Distillate of the Chosen is a biogenetic thriller about a future already forming—where intimacy is weaponized, consent is engineered, and human beings are reduced to vessels whose value outlives the self. Dr. Hans Mayerland, a Swiss geneticist of international prestige, listens to talent the way others listen to symptoms. Every exceptional performer becomes a data point—voice, reflex, intuition—distilled into biological signatures that can be stored and reassigned. Art becomes material. Genius becomes inventory. Mayerland moves freely through opera houses and elite conferences, rarely questioned. He claims to preserve human excellence, yet the chosen are absorbed into his institute as lifelong collaborators. Their consent—obtained early, rewritten later—becomes permanent. In London, Gary, a gifted pianist, survives an assault that ends his public career. When Daphne enters his life—attentive and endlessly receptive—he believes he has been seen, only to realize she is a constructed emotional interface designed to keep him functional. Across Europe, promising careers end without clear cause. In Rome, journalist Daniela uncovers erased ethics reports, while whistleblower Sila Kamambi exposes protocols of selection. As protests erupt, one truth emerges: Mayerland learned early that preservation requires control. Distillate of the Chosen is a dark science-fiction genetic thriller that examines a single forbidden question: What if art could survive—without the artist?

Status
Ongoing
Chapters
15
Rating
n/a
Age Rating
18+

Chapter 1

Chapter1 —Recognition

 Selection is not survival.

It is permission. 

The bus smelled of warm plastic, oranges, and the kind of tired impatience families carried when a holiday was supposed to make them happy.

It was early spring, just before Easter.

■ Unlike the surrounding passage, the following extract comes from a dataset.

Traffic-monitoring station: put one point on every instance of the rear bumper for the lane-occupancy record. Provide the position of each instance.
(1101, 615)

Outside Barcelona, the road slid through low hills and scattered olive groves. Inside, heads nodded in half-sleep, shoulders leaned against windows, and someone—always someone—kept the radio too loud, as if volume could keep boredom away.

At the back, a cassette player hissed with static. The tape was warped from overuse, the melody bruised by age.

“Ave Mariiiiiiia…”

Little José sat rigidly, elbows tight against his body, as if he was holding something fragile inside his chest. Ten years old. Small. Too serious. His old birthday jacket—altered so many times it barely remembered its original shape—pulled at the seams when he inhaled.

He pressed stop.

The sudden silence startled people more than the music had.

“Hey—” someone began, annoyed.

José didn’t look back. He rewound the tape with slow precision, as if time itself could be adjusted if you handled it carefully enough. Then he pressed play again, listened for two measures, and stopped it once more.

And he sang.

The voice that rose from him was not “cute.” Not “promising.” It had no childish softness to excuse it. It arrived clean and startlingly formed, as if the air had been waiting for it.

Conversation died mid-sentence. Someone laughed once—a nervous laugh—and then stopped, ashamed of the sound. The driver glanced into the mirror and forgot to look back at the road for a heartbeat too long.

José sang as if nothing else existed—not the bus, not the road, not the eyes now fixed on him. Each phrase landed with a precision that felt unearned, almost indecent in someone so young. It was the voice of a nightingale trapped inside metal and gasoline.

When he finished, no one spoke for a second.

Then applause—warm, confused, too loud for such a small space.

“Madre mía,” his aunt Dolores whispered, pressing a hand to her chest. “That’s Gaberas’s little son… the favorite one.”

José lowered his gaze, cheeks flushing, embarrassed, as if the voice belonged to someone else and had merely passed through him.

The bus continued on, but something had shifted. Even the static from the cassette sounded different now—like it had been exposed.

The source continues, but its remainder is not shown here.